To this day I still deal with issues around my incision area. There have been times since beginning my fitness journey that I just can’t do some things. A move can put just the right pressure on my incision area and it’s no bueno. I’ve learned to be cognizant of those this and opt out when that happens.
It’s amazing what our bodies can endure and I am always thankful that my children and I are alive. I also have to accept the fact that my body will never be the same. I’m just more aware of that now. “
(And btw, Megan is the amazing #girlboss over at Megan Hall Motivation, should you feel like checking her out.)

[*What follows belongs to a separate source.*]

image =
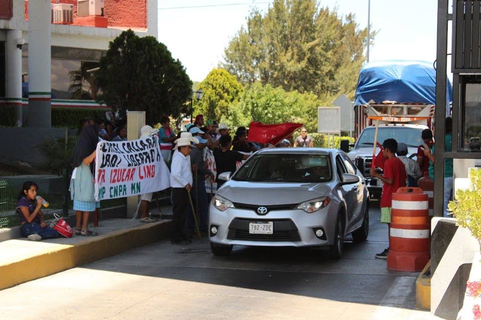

The road of recovery has not been an easy one. Baby girl is now almost 16 weeks old, and while I’ve been able to gradually resume a lot of my normal routine, I get friendly reminders at least a few times a week that I still have healing to do. Core work has been extremely challenging because your abdominal wall has literally been sliced completely through and stitched back together, so you’re essentially teaching all of those muscles how to work together again. I couldn’t get into a full push-up or plank position for about another month (and mind you, this is after the six-week checkup), and while I can get into those positions now, my body is still 25 lbs heavier than it was pre-pregnancy, so I don’t have the strength I need to hold anything for long. There are also times when I’ll simply be sitting on the couch and suddenly feel a throbbing ache or burn underneath the right side of my incision, which I’ve been told is probably the side they tied everything off on and will always be the more problematic end.
One issue that surprised me was the pain from anything that worked my inner thighs. I thought that since I didn’t end up pushing a watermelon out of my lady bits that everything in that general between-the-legs region should be good to go. What I neglected to realize is that I had still spent 41 weeks with an increasingly large bebe pushing down on all of those areas, and the muscles had to be in a constant state of work and stress to support it all. I still have times where I go to do something simple like jumping jacks that requires your legs to be pulled together quickly, and I feel a very sudden and painful reminder near my groin that I need to be more careful.
Childbirth is not for sissies, and neither is postpartum fitness, but fitness has been a huge part of my life for almost a decade now and it’s my main tool for sanity-maintenance, so I’m willing to do whatever it takes to stick with it. But if you’re a momma who’s been here before, or are maybe here now, be it from a c-section or good ol’ vag birth, I feel ya sister. You are not alone. We’re gonna have to fight for what we want, but we brought humans into the world, so I guarantee we’re strong enough (and just generally awesome enough) to do this. If you ever need a pep talk, or if you have questions, or if you just need a virtual hug, feel free to give me a shout (and that goes for non-mommas—including men!—as well)! I will happily be your cheerleader.